While he now works alongside two other brewers, Christopher Basso remains the driving force on the brewing side, so it’s little surprise that his many years at Brooklyn Brewery under Garrett Oliver shine through in Newburgh’s recipe development, in particular Garrett’s love of and appreciation for English style. As Paul says, “if I’m not drinking my own brown ale, I’ll seek out Brooklyn Brown ale. It’s world class.”

“Commercially though, it’s also a style that very few US breweries do,” he continues. “So it allows us to access a less crowded marketplace, right? It’s not a New England IPA, where everybody makes 10 of them. So brown ale isn’t a huge market, but there is absolutely a core craft beer demographic that loves and appreciates the style. And, as you venture into the world of beer, and maybe your first love is New England IPA, at a certain point you expand out and you realise there’s this whole wonderful world of craft beer that’s out there and I think our brown ale fits really nicely.”

As well as the brown ale, Beer52 members this month will also receive Newburgh’s Purrfect Wheat. Like the brown ale, this straight-down-the-line classic hefeweizen is a style that very few US breweries now produce, despite having been very popular in the 90s and 2000s.

The third beer, Nano Boss, is a session version of Newburgh’s flagship Mega Boss IPA. The brewery is best known locally for its ‘Boss’ beers, and the range also includes a double IPA, Giga Boss, and a series of collaborations with other breweries. Just before lockdown, the brewery released Captain Boss, a collaboration with Captain Lawrence.

While we’re on the subject of working with other local heroes, I ask Paul about the sense of camaraderie I’ve picked up on between the New York breweries which, despite their density, seem a tight-knit crew.

“Oh, 100%,” he says immediately “You know, of course you’re going to have your legitimate friends and the guys that you socialise with and outside of the brewing world. But the one thing I’ll say about the New York beer scene is that, even if you don’t know a brewery, you can reach out for help and they’ll always extend a helping hand. And that’s whether you’re short some kind of ingredient, or you have a question about a recipe or a business practice. I think the New York beer scene is very, very collaborative in that way.

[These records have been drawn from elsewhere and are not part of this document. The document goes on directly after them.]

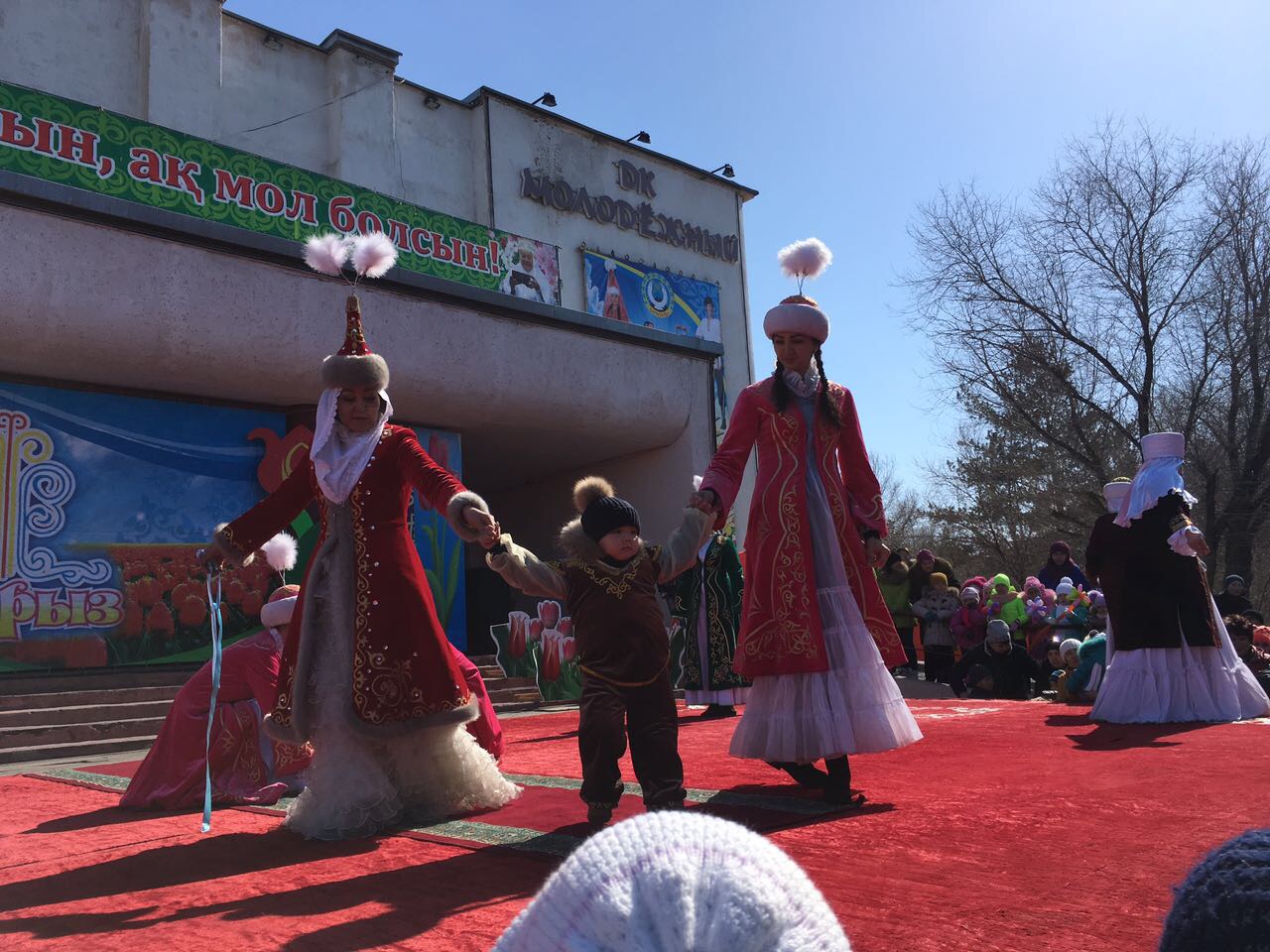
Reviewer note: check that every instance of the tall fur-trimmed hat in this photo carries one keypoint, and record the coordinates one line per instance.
(354, 365)
(280, 607)
(602, 512)
(372, 255)
(799, 313)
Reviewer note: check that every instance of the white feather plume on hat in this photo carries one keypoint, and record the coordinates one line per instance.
(373, 254)
(804, 259)
(326, 254)
(280, 552)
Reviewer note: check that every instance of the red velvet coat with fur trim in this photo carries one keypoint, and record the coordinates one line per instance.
(780, 631)
(404, 674)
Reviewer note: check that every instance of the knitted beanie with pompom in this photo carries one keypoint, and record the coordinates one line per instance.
(677, 881)
(1224, 902)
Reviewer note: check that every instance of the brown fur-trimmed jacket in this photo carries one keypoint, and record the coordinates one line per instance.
(616, 612)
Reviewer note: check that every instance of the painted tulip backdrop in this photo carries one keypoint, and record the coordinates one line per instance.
(105, 500)
(543, 647)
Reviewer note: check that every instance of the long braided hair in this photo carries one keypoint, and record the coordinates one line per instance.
(781, 391)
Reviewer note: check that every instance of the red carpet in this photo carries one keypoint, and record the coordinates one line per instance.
(1011, 826)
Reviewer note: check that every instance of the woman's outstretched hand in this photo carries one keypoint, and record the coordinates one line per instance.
(477, 520)
(706, 500)
(875, 552)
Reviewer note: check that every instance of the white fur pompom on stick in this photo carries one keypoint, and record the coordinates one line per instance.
(326, 254)
(280, 552)
(373, 254)
(804, 259)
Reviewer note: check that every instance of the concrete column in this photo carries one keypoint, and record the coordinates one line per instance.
(181, 56)
(359, 134)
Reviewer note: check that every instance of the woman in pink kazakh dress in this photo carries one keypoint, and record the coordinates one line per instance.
(246, 767)
(817, 639)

“In this mad time, with all this uncertainty around whether our businesses will even survive, we’ve seen the New York Breweries come even closer together, using each other as sounding boards on ideas, commiserating with your friends in the industry and even almost as a form of therapy. I think that speaks volumes about the kind of community we have.”

Having tasted Newburgh’s beers, I’m convinced they will hit a sweet spot for drinkers in the UK, so I’m curious whether Paul, Chris and Charlie have set their sights on growing their export business. Quite understandably though, Newburgh seems set to stay focused on its doorstep for the foreseeable future.

“Even eight years later, our home still has the potential for tremendous growth for us, because it’s not as if every bar restaurant you walk into in the Hudson Valley has a Newburgh handle. So yeah, I think we could grow 100-300% just by focusing on our backyard.”

There’s definitely a tendency among New York breweries to see their home as the centre of creation. And, with this kind of community, loyalty and local hunger for quality brews, it’s honestly impossible to fault them for that.